There is a blog post proclaiming 5.6% word error rate, which sounds great, but digging deeper it appears the result was biased by testing data leaking into the training set. Additionaly, the latest model (0.3) has a lower WER (11.2% on LibriSpeech clean) due to optimizations (see Deepspeech accuracy decreasing?).

Also, I’ve not been able to find any video demos. So far the only thing close to a demo I have come across is this video:

(Dan) #2

With a bit of tuning, DeepSpeech can be quite good. We built a frontend with an API so we could use DeepSpeech to transcribe voicemails and recordings for our customers. We also contributed code and documentation to FusionPBX so this would be really simple for other people to use, as we want to encourage use of DeepSpeech.

One big gotcha is VAD, it seems to slice audio files too finely, resulting in plentiful misspelled words and bad results, whereas feeding the same audio file directly to DeepSpeech will return a fairly good transcript (though you may use up all your RAM when transcribing 1+ minute files).

(Yv) #3

which is rather curious as the models are trained on <10sec audio clips

Have you done any investigation where the errors on short segments come from? e.g.

  • acoustic vs language model
  • can you see the same errors when segmenting the audio manually rather than using webrtcVAD?

(Dan) #4

By acoustic vs language model do you mean trying transcription without the language model? If so, we did that accidentally in older versions of DeepSpeech Frontend, the results were poor. This was prior to VAD though.

Manually breaking apart audio doesn’t create these incorrect transcriptions.
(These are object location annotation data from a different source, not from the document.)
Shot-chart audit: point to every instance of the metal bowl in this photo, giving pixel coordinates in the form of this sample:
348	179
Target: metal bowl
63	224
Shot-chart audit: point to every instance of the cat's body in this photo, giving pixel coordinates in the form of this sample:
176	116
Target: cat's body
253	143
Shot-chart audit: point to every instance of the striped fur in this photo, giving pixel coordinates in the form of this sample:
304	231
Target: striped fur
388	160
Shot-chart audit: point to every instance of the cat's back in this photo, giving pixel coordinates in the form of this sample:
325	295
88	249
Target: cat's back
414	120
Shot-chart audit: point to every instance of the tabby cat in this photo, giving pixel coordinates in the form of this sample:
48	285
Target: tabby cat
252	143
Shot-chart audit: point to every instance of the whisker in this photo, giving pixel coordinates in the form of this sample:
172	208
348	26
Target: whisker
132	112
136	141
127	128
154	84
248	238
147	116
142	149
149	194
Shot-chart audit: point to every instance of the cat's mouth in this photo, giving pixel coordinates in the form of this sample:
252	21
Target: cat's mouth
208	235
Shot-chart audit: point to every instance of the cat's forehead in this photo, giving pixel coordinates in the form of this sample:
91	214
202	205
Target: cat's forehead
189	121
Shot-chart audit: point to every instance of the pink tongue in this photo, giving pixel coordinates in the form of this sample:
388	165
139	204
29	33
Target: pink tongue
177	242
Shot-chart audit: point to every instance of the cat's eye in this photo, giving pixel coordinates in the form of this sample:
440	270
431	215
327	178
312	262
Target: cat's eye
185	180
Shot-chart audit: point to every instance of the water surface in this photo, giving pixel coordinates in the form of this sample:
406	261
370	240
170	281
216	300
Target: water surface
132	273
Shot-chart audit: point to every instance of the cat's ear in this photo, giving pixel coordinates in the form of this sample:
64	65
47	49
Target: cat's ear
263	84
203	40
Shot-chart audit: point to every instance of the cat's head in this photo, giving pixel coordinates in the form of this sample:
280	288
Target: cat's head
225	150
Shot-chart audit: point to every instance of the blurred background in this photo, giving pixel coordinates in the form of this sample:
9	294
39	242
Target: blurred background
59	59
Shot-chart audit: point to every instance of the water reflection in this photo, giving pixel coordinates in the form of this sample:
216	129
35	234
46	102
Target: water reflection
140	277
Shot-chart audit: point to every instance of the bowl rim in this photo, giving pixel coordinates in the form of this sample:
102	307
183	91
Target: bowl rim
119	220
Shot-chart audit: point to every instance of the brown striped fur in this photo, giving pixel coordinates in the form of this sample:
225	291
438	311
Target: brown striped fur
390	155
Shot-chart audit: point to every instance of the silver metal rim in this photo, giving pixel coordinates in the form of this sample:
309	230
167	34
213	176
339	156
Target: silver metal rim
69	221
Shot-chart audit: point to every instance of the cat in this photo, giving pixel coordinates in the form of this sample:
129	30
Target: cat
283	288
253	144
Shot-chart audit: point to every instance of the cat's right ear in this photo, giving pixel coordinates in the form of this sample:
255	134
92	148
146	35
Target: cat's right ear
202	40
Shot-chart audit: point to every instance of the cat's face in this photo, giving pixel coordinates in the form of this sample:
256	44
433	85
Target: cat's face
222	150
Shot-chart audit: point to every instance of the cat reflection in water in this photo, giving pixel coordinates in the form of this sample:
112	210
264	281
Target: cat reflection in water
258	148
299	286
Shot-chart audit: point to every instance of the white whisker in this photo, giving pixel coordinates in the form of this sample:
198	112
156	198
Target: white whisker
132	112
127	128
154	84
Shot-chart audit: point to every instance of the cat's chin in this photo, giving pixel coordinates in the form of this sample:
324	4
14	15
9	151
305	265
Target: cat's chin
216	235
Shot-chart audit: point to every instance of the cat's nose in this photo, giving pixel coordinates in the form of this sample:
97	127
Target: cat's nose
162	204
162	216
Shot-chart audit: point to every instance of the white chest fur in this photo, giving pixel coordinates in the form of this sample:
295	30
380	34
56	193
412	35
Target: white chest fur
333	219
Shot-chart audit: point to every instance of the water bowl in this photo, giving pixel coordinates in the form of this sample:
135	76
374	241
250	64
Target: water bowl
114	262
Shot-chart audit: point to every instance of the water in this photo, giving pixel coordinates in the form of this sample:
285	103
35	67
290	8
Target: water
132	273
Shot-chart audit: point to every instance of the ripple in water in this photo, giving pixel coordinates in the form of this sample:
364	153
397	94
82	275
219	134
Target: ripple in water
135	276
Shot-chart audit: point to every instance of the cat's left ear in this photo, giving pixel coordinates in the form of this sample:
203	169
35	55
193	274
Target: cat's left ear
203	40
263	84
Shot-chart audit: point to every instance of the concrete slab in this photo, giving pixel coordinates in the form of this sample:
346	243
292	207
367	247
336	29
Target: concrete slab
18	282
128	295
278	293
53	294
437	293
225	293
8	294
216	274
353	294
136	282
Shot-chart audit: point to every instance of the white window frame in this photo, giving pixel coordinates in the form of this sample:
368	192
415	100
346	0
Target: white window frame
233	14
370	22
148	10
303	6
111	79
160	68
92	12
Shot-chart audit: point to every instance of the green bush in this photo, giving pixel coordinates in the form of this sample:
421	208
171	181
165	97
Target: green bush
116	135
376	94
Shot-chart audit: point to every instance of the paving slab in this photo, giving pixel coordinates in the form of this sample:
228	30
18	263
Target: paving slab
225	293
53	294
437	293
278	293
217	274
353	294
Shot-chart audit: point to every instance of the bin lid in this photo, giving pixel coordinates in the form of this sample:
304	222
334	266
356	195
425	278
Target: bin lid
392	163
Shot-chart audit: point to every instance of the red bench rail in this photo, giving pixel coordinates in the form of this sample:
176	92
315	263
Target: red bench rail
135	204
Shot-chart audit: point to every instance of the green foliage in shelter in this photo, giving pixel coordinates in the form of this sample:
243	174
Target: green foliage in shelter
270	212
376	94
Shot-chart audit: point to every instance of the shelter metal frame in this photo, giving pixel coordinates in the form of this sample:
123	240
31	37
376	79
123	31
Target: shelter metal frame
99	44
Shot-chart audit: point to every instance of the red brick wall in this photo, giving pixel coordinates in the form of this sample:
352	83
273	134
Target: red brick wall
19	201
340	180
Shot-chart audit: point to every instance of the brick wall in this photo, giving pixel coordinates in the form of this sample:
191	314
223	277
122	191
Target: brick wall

My working theory (corroborated by others on the #machinelearning IRC channel) is that WebRTCVAD is a touch aggressive in slicing up audio, so the beginning and the end of the word can sometimes get partially chopped off resulting in DeepSpeech not understanding the malformed audio its given.

(Yv) #5

yeah, one way to check the results of the acoustic model in greater detail is to look at the output of the softmax layer and see which characters were guessed as most probable,

e.g. is the expected character in 5 most probable characters guessed by the model?
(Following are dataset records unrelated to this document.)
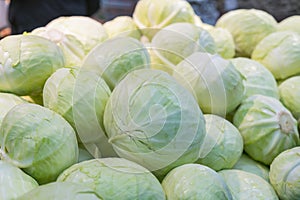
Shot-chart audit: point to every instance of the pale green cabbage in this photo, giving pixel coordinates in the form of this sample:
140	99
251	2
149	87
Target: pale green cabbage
122	26
14	182
279	52
177	41
39	141
214	82
152	15
289	91
115	178
247	164
86	30
26	61
115	58
244	185
267	127
195	181
61	191
154	121
258	79
248	27
225	141
285	174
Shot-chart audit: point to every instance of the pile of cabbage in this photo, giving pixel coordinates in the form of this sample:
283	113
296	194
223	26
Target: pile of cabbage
155	106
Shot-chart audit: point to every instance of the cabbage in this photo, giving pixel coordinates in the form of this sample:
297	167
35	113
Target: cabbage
291	23
244	185
175	42
64	190
267	127
247	164
248	27
14	182
86	30
258	79
194	181
289	91
225	141
72	48
26	61
214	82
39	141
115	58
80	97
279	52
115	178
285	174
153	121
152	15
122	26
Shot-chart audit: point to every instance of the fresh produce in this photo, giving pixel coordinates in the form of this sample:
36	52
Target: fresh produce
152	120
285	174
115	178
248	27
289	91
39	141
152	15
26	63
214	82
61	190
244	185
247	164
195	181
279	52
257	78
267	127
14	182
225	142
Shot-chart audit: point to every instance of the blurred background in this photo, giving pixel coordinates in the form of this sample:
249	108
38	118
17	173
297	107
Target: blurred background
208	10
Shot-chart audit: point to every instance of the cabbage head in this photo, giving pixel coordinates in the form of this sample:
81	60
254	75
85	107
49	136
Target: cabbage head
86	30
14	182
289	91
258	79
39	141
285	174
267	127
153	121
225	142
175	42
214	82
26	61
247	164
244	185
115	58
122	26
115	178
153	15
248	27
195	181
279	52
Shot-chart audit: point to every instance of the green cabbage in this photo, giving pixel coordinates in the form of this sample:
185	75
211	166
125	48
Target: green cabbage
26	61
225	141
285	174
248	27
115	178
258	79
279	52
152	120
195	181
214	82
267	127
38	140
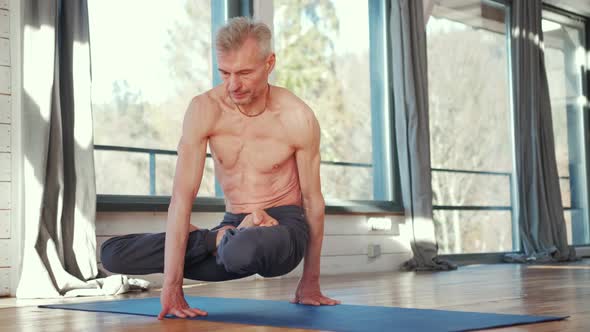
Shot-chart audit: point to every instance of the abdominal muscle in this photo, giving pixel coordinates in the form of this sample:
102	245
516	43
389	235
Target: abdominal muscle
246	192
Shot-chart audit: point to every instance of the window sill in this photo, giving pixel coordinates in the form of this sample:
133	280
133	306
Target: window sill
137	203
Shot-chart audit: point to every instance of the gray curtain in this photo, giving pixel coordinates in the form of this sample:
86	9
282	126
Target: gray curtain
540	209
59	253
410	90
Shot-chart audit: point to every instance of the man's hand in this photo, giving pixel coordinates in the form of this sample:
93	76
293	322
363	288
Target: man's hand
309	293
258	218
173	302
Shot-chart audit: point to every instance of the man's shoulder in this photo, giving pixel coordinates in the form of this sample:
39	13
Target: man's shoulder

if all expected characters are there after acoustic phase, then the language model part is the culprit

Even with VAD cutting first/last word, the middle part still should be reasonably transcribed unless the bad start/end of the word sequence throws the language model totally off.

(Dan) #6

Any pointers as to how to look at the output of the softmax layer? Haven’t had much time to dig into this, been sidetracked doing some optimization work on transcoding WAVs to Opus in an optimal manner.

(Yv) #7

I’m using a script inspired by the inference part of the deepspeech script in python for that. Also described here:

(Lissyx) #8

Working on TF Lite version integrated into some other app through the mozillaspeechlibrary code, I can confirm one needs to be careful around WeRTC VAD, but I could get nice results on a Pixel 2 even with some background noise, and in french.

(Misho Kostira) #9

Good stuff, thanks for the insights!